With all this as the backdrop, it feels obvious that there’s nothing “submissive” about the Man’s Best Friend cover. Aside from the fact that she’s one of numerous solo female artists who are comprehensively dominating the music industry right now (along with Beyoncé, Taylor Swift, Chappell Roan, Charli XCX and Olivia Rodrigo), Carpenter ultimately holds all the aces in the relationship dynamics she creates within her songs. Whether it’s by effortlessly seducing the man she wants in “Espresso” or looking down at his stupidity with world-weary ennui in “Sharpest Tool” and her new single, “Manchild”, Carpenter always comes out on top. (The latter has even more bite given the song’s rumoured subject is Carpenter’s ex, Irish actor Barry Keoghan.)
If this woman is presenting herself as a dog, crawling on all fours at the behest of her “master”, you best believe it’s only to completely flip that narrative on its head.

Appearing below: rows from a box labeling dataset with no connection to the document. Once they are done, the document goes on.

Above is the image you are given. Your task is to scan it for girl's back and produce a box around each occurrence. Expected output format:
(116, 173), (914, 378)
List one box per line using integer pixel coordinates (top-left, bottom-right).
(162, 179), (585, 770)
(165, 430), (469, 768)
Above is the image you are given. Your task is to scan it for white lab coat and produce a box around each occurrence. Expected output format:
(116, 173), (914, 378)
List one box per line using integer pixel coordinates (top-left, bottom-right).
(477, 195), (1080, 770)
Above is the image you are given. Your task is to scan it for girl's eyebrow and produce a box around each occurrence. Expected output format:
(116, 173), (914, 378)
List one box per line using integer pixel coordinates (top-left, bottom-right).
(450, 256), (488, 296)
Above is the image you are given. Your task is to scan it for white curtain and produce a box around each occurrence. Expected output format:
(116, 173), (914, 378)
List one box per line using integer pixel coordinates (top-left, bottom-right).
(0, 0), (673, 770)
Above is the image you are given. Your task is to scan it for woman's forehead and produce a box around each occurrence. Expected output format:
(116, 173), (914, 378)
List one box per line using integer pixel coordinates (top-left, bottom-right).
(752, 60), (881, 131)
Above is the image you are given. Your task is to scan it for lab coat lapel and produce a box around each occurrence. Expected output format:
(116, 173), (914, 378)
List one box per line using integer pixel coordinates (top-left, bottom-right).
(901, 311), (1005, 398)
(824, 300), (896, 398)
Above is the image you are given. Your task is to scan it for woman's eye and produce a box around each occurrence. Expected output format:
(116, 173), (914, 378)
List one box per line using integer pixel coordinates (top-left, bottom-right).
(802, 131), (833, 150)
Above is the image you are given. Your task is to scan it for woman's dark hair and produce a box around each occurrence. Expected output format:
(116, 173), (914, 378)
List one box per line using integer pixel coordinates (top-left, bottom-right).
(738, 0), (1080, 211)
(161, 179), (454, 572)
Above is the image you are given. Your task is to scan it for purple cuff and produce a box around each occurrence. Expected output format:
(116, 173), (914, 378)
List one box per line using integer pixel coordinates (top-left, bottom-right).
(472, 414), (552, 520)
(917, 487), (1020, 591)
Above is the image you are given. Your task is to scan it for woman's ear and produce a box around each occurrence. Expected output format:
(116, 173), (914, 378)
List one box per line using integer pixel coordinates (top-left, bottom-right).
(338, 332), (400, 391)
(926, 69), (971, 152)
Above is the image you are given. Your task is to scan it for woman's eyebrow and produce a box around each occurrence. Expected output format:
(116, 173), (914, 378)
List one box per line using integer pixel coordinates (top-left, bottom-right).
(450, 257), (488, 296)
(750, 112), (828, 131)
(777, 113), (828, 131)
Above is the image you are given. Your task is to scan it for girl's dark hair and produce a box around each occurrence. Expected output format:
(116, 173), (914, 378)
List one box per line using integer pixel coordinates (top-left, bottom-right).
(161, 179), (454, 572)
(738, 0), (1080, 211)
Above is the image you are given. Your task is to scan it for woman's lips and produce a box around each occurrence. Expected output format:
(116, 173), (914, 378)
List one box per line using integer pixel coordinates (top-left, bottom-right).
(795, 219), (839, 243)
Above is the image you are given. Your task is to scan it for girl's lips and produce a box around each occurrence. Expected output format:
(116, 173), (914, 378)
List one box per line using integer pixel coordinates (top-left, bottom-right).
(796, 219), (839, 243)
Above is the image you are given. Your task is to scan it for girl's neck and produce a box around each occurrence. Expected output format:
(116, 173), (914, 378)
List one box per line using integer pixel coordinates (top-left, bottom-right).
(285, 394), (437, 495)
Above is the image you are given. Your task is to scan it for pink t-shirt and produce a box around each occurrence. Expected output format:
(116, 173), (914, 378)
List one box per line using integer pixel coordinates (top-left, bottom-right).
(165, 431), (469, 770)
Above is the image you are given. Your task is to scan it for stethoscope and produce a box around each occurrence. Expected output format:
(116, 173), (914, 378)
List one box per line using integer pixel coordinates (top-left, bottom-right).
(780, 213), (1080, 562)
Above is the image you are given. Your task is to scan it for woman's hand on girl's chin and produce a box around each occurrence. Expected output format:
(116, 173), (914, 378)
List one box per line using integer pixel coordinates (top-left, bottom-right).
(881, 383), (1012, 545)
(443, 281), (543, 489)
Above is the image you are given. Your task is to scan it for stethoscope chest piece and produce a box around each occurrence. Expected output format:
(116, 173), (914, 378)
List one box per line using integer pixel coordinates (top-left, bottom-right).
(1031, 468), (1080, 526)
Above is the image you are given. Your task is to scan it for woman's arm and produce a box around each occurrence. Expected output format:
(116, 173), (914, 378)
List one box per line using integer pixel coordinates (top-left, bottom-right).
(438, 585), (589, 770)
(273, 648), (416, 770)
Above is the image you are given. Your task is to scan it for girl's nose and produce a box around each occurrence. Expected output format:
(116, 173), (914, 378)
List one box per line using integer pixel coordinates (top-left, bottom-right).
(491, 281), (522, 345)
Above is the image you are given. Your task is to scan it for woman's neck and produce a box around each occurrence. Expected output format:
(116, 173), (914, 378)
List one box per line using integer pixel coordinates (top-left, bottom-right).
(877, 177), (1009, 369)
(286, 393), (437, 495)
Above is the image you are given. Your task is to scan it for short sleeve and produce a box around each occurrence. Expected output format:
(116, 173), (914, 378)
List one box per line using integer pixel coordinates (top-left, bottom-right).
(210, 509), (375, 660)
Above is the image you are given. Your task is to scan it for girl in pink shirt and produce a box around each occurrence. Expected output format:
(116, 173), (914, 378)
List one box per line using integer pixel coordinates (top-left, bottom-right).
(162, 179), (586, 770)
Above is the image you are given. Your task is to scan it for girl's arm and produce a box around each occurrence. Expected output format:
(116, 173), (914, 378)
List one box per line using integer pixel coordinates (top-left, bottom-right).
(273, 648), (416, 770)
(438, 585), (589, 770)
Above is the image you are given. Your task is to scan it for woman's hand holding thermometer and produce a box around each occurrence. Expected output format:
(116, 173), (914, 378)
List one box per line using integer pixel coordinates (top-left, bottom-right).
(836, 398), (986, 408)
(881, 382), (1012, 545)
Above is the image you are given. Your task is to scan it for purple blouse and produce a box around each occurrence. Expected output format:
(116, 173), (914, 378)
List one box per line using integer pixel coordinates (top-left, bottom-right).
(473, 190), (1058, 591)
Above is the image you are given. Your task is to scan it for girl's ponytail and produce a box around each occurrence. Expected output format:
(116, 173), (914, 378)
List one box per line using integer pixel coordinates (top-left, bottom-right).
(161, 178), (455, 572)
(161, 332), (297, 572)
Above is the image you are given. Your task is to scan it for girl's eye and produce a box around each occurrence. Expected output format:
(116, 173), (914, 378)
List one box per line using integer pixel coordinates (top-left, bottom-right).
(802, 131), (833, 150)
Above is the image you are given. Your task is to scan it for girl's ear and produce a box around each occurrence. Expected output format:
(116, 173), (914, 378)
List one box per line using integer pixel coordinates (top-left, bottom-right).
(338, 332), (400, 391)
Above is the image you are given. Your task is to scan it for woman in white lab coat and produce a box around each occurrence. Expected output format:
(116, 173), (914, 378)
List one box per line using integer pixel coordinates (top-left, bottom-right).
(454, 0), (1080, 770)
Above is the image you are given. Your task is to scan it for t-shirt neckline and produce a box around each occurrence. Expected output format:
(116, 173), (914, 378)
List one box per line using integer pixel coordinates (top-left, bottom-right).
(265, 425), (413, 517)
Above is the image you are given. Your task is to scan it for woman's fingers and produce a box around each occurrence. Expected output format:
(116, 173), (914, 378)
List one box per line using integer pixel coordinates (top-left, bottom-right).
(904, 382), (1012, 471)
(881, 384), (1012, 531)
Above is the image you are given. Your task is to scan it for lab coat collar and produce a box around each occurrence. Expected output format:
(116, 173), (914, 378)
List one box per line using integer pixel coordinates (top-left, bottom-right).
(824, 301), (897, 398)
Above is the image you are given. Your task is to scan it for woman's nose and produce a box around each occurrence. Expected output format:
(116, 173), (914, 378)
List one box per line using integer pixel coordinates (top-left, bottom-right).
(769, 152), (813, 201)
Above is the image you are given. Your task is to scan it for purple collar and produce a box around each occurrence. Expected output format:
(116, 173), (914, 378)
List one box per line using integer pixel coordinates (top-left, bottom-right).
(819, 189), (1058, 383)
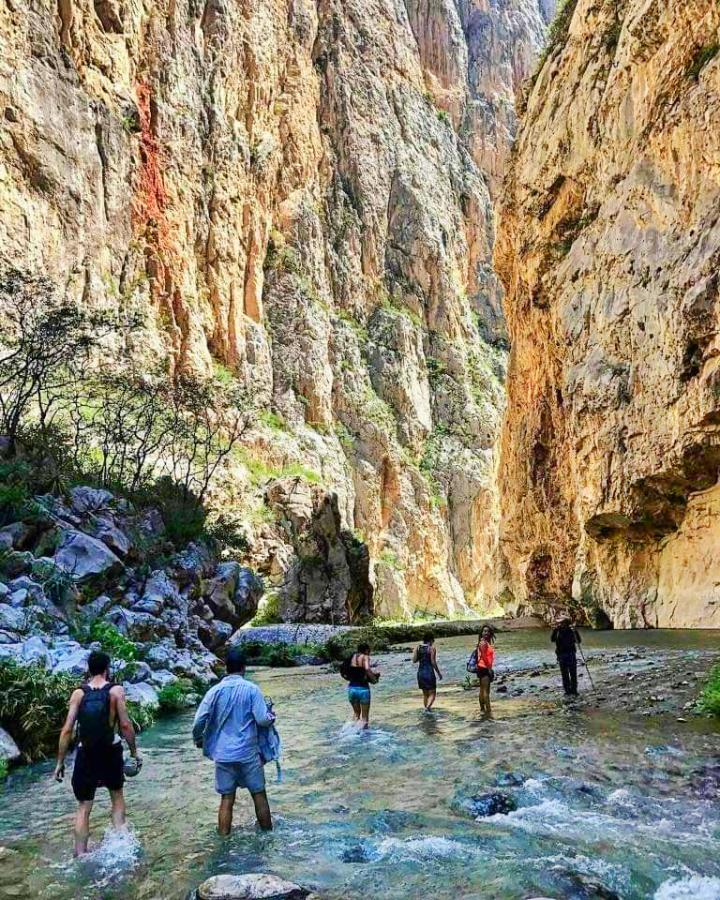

Carpenter courts the dumb blonde stereotype simply to dismantle it with a sequined wrecking ball at every turn. You only have to watch her artfully playing up to the bombshell schtick for laughs in her Netflix Christmas special or performance at this year’s Grammys to appreciate that behind the overblown coiffure lies a razor-sharp wit and knack for comedy – and she’s always in on the joke.
And, honestly, anyone who is truly offended by her relatively vanilla album cover needs to get a little bit of perspective. Maybe take a quick gander at Californian punk band NOFX’s infamous 1996 artwork for Heavy Petting Zoo before you cry “disturbing!” over Carpenter’s efforts – it features a realistic illustration of a man, ahem, intimately touching a sheep (and the vinyl version shows the pair sixty-nining).
Carpenter simply crouching down, fully dressed, seems positively PG in comparison.
At the end of the day, you can be as outraged as you like – all it does is drive more attention to Carpenter’s new album and, subsequently, more money to her bank account. She may be in the doghouse with her detractors right now, but perhaps that’s just the price you pay for being a bad b*tch.